You won’t be happy with what I’m writing in this post.
Even before the Republican Party takes over the House of Representatives with their biggest majority since Herbert Hoover’s shirt collars crushed his Adam’s apple, let me be clear:
What I mean — and what I fear — is that the Republicans will try to eliminate the National Endowment for the Arts. At the very least, I hear they’re going to try to gut it. I warned about this in 2009 and again in 2010. If and when it happens:
Now, any brain-dead human being can tell you that the NEA’s annual budget of roughly $161 million is never going to lower the federal deficit, which currently tops $1 trillion. Yet the GOP will actually have to do something new for them in the next Congress: govern. And with the teabagger crazies nipping at their country-club heels, they’ll immediately start pushing for $100 billion in cuts — or else risk the fury of their fulsome radical-right allies.

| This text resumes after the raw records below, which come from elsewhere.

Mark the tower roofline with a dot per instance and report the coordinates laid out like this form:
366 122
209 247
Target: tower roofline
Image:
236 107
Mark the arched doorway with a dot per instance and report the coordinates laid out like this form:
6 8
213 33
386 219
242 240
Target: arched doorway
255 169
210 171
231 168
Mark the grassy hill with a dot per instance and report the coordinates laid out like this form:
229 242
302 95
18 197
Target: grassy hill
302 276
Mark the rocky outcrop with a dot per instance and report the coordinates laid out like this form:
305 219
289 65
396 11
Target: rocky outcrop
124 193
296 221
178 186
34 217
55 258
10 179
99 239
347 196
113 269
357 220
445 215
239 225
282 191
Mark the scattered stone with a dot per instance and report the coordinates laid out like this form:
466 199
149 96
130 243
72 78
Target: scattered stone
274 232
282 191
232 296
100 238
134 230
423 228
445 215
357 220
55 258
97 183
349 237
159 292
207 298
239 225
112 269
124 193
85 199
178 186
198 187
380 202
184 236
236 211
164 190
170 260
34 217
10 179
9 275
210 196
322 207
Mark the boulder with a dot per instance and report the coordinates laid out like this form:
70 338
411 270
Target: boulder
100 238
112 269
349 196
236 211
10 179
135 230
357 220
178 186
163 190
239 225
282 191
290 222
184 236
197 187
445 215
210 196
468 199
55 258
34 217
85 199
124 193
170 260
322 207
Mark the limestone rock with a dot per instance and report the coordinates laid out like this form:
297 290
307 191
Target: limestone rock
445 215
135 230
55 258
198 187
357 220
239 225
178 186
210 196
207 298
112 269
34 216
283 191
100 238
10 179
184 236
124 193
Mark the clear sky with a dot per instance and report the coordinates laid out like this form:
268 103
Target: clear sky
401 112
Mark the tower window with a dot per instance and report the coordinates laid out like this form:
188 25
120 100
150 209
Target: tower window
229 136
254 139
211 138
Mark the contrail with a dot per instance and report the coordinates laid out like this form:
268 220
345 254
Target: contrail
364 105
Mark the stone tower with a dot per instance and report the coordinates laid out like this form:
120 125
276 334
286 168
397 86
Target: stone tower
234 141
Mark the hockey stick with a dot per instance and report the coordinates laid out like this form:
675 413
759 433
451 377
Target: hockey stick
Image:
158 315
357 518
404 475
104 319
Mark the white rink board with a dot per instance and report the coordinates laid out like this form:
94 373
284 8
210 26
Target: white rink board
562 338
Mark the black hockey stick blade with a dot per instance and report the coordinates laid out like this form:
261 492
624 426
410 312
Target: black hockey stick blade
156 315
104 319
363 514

The $100 billion figure makes for a tasty soundbite, which is why we’re hearing it more and more. My guess is the GOP leadership-in-waiting, once installed, will ride herd on that number like a mechanical bull. Which is, of course, the right metaphor for a party that won’t outline in mathematically legitimate ways how to balance the federal budget after they blow a huge, multi-trillion-dollar hole in it, thanks to extending all those unfunded Bush-era tax cuts.
I know that’s rhetoric.
I know Republicans and Democrats use different math — that 2 + 2 = whatever Americans want to hear.
I know the people spoke. And, indeed, now they’ll face the consequences.
And one of those consequences may be that, in order to build up chits with the radical-right (and the evangelicals), the GOP may restructure, defund or otherwise denude the NEA.
Let me put it to you this way: to presume that absolutely no action will be taken regarding the NEA budget seems a bit foolhardy to me. Why wouldn’t they try? Shouldn’t the advocacy community plan for it — and hope for the best?
What worries me so deeply, meanwhile, is that so many foot soldiers are exhausted.
For example, on the Sticks and Drones blog, one recent headline was so blunt that it startled me:
Wow. Although that isn’t exactly what the writer is saying:
[The NEA is] a whipping post for a rabid minority in this country who fear freedom of expression and believe to their core that government should not be supporting artistic expression, let alone any subgroup of the population who tend to lean towards the political left…. The problem is that we have much bigger problems than the NEA and I, for one, am damn tired of these “politicians” using it as a whipping post to hide the fact that they haven’t the first clue what to do once they grab the reins of power. So kill the NEA.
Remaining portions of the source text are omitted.